In molecular crystals with extended hydrogen bonding networks (often with “rosette-type” hydrogen bonding geometry) such as melamine and its related adducts, as well as TATB, the pressure–stability relationship appears to be more complex. In a 1:2 melamine-boric acid adduct, a reversible amorphization transition was reported at 18 GPa, indicating a loss of periodicity but not chemical alteration [70]. For a 1:1 cyanuric acid-melamine adduct, an irreversible phase transition at 4.9 GPa to a quenchable crystalline phase of lower symmetry was reported [71]. This was accompanied by a pronounced change in the crystal’s opacity, not unlike what is seen in the irreversible amorphization of melamine. Surprisingly, TATB in hydrostatic helium was found to be stable up to at least 150 GPa, after experiencing several subtle, reversible phase transformations that produced visible color changes in the crystal [44].

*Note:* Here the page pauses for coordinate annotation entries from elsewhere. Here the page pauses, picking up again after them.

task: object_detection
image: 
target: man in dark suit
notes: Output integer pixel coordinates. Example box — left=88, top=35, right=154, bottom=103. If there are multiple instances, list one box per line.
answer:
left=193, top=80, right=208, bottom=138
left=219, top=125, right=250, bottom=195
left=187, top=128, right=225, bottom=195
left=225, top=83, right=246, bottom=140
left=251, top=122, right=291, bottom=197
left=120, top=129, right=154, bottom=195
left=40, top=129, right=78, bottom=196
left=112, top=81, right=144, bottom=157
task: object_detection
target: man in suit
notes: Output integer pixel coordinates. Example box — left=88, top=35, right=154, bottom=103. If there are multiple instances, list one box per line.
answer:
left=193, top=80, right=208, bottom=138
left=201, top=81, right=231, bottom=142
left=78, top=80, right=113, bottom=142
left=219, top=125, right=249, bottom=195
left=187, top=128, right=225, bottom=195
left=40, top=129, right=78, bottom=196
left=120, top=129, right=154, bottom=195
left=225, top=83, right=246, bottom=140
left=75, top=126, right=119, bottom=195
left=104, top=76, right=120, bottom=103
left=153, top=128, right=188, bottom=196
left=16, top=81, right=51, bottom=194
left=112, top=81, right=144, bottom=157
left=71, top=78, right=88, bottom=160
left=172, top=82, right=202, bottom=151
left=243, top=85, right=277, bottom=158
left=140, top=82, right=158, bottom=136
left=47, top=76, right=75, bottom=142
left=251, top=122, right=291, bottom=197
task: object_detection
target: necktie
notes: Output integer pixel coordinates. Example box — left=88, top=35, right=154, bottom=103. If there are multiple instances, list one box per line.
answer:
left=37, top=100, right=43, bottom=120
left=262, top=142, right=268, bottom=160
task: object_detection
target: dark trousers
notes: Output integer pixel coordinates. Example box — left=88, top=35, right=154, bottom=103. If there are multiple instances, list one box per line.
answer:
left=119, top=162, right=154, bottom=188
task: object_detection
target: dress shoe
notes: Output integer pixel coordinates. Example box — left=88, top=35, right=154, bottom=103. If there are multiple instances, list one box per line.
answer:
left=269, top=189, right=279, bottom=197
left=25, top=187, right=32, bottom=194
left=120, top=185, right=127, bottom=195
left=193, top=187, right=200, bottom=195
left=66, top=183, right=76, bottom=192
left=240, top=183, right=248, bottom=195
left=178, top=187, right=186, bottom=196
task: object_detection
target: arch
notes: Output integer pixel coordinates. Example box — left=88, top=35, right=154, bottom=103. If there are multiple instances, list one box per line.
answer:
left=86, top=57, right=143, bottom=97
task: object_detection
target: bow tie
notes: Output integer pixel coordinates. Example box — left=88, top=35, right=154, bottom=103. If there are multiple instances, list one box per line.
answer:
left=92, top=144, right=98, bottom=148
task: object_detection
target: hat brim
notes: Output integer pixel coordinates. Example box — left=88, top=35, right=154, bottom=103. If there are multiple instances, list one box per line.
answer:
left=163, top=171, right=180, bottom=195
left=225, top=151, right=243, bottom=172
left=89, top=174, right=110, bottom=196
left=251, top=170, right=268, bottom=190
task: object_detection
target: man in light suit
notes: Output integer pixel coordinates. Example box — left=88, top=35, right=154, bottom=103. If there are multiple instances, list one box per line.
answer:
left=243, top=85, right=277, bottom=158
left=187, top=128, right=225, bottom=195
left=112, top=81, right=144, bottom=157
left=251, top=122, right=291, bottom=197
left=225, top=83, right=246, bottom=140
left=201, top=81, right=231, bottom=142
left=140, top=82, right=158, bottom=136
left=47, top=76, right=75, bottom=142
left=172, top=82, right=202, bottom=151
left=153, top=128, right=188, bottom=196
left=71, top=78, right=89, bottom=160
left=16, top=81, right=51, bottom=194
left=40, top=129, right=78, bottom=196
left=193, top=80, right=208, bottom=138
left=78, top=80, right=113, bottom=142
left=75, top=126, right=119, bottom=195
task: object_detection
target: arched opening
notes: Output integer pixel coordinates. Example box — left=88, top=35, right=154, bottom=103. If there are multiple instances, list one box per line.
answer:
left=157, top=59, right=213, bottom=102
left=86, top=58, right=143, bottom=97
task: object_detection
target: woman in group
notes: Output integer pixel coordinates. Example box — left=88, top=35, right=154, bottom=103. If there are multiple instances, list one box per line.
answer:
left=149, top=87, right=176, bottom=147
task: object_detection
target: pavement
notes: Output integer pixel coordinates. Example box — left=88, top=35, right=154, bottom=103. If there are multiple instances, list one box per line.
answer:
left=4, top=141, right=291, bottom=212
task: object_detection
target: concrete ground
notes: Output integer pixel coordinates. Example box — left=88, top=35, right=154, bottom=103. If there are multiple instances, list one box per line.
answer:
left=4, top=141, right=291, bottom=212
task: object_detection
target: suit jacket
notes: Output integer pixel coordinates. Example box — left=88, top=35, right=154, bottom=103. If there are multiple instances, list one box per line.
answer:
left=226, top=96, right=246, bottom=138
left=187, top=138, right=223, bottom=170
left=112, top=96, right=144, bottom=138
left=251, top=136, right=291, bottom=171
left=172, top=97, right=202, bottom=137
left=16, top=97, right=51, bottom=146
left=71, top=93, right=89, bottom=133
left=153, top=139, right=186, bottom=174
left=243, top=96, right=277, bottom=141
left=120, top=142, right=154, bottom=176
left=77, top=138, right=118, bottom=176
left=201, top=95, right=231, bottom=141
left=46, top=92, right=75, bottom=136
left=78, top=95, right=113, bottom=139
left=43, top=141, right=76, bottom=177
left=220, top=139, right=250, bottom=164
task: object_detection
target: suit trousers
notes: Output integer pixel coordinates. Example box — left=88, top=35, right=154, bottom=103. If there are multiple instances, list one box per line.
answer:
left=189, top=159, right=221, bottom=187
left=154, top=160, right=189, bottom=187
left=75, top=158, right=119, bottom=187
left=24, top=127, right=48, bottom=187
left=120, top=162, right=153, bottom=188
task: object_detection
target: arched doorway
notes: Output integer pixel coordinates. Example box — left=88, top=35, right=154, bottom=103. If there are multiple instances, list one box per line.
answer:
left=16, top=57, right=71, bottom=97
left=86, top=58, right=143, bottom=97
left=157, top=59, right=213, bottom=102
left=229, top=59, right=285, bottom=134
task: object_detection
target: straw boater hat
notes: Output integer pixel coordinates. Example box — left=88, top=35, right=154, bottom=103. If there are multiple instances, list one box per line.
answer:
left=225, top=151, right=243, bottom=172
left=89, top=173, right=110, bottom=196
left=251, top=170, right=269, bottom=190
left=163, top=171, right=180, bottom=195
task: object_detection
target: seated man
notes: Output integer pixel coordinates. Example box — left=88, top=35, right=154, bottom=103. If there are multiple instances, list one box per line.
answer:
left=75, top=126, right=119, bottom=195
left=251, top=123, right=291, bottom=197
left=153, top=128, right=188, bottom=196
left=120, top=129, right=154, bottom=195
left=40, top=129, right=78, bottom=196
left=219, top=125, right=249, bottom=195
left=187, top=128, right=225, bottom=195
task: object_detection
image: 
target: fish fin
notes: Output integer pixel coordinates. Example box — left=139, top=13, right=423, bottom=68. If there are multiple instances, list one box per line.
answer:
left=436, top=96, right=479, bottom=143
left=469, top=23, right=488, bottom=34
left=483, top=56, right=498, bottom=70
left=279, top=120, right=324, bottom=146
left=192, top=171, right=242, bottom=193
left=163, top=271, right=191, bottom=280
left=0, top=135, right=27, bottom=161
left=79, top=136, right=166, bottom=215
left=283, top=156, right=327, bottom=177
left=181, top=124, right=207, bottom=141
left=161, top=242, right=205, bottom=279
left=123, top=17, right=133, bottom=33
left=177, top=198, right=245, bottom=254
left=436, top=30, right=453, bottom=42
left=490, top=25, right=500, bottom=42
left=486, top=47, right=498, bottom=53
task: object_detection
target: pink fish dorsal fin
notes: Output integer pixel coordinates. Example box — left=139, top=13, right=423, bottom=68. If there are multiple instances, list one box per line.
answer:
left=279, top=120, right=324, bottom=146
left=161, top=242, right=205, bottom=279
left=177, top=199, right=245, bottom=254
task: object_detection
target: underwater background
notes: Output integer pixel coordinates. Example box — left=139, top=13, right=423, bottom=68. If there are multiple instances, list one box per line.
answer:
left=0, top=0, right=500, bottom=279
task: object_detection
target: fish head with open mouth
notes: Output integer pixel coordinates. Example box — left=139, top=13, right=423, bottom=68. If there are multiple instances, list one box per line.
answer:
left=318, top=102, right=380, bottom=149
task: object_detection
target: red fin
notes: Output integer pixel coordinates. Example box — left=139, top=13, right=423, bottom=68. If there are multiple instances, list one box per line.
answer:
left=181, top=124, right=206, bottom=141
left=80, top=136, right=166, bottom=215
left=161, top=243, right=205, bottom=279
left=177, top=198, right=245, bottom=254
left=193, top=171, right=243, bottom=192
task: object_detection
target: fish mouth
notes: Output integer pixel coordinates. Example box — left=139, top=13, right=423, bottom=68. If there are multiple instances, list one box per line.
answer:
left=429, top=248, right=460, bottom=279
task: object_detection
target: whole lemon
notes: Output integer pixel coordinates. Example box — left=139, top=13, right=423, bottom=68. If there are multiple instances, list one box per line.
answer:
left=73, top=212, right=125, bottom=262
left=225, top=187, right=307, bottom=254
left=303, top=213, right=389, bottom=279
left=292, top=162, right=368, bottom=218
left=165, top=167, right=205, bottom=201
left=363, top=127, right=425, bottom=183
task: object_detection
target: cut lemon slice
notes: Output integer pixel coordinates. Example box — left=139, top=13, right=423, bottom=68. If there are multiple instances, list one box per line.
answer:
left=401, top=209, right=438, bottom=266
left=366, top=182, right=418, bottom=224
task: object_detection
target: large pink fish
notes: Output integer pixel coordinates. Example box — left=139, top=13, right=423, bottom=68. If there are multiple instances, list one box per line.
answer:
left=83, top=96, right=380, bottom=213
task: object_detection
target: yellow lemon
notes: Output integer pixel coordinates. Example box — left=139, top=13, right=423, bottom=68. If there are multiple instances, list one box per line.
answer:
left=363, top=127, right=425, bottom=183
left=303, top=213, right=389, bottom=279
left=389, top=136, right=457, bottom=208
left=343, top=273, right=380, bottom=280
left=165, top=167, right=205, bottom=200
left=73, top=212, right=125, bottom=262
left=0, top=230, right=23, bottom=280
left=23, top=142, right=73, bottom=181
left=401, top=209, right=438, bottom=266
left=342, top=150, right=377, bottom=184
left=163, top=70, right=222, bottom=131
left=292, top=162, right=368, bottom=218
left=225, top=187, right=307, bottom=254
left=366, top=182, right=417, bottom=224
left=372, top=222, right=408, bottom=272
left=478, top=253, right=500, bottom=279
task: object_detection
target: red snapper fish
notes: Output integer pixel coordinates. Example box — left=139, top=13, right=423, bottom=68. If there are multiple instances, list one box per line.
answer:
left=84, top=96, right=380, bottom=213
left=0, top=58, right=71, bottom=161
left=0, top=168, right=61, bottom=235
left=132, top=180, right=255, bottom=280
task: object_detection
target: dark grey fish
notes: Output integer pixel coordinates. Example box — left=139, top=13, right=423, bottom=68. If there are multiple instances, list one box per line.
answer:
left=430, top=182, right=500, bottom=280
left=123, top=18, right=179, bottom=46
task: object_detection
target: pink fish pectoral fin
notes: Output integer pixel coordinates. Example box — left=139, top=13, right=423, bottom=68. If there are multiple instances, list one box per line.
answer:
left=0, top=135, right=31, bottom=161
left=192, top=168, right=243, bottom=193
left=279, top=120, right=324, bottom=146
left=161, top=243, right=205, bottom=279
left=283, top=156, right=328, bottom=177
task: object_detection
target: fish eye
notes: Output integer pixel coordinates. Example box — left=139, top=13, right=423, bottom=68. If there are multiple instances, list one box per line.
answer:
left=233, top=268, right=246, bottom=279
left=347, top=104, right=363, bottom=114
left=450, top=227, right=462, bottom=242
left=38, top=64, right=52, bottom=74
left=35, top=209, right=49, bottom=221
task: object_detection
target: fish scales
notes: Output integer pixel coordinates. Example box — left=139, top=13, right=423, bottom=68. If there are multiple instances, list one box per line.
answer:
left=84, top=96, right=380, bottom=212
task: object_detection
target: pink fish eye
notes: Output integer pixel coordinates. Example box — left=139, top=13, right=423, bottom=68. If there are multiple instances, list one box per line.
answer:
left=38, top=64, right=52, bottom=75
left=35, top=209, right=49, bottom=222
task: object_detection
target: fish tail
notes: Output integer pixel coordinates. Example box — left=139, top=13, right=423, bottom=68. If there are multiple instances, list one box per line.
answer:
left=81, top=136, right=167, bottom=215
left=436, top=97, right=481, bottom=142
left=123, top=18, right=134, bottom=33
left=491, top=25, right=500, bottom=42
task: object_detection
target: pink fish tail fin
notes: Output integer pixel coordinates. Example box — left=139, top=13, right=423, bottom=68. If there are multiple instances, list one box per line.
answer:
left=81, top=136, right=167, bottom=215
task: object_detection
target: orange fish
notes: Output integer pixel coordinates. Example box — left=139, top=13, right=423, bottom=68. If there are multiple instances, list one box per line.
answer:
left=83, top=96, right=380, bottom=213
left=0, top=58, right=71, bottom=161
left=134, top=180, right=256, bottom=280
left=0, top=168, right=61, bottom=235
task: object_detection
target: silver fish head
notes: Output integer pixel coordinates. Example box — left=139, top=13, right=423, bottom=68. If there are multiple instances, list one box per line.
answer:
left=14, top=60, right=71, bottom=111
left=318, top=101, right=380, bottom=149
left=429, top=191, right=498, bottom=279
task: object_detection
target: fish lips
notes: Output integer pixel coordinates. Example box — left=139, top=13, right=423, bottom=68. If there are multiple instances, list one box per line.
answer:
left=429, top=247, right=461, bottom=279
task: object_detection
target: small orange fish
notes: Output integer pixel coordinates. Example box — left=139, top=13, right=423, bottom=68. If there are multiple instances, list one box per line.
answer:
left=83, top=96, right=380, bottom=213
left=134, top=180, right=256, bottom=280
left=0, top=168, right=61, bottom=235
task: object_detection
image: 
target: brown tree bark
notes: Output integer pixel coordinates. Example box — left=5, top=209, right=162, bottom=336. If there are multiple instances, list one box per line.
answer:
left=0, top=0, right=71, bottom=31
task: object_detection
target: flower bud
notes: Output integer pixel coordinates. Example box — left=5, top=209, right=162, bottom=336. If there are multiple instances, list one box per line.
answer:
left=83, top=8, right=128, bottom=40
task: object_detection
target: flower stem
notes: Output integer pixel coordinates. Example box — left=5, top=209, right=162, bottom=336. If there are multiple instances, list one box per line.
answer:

In melamine, the phase transformations to the triclinic polymorph and amorphous phase occur at roughly double the pressure than other molecular solids, at upwards of 36 GPa in helium. The reversible transformation to the triclinic structure results from a rearrangement of the hydrogen bonding network in melamine, where electronic and electrostatic interactions not seen at ambient conditions are kept stable at high pressure but revert upon decompression. Upon further compression, the crystal can no longer accommodate these forced interactions, and an irreversible transition occurs to release the imposed stress on the structure. The large pressure stability field of melamine, combined with the interesting behavior of melamine adducts with pressure, indicate some potential for using melamine-based substituted triazines or adducts to design functional crystals held together by extensive pressure-stabilized hydrogen bonding networks.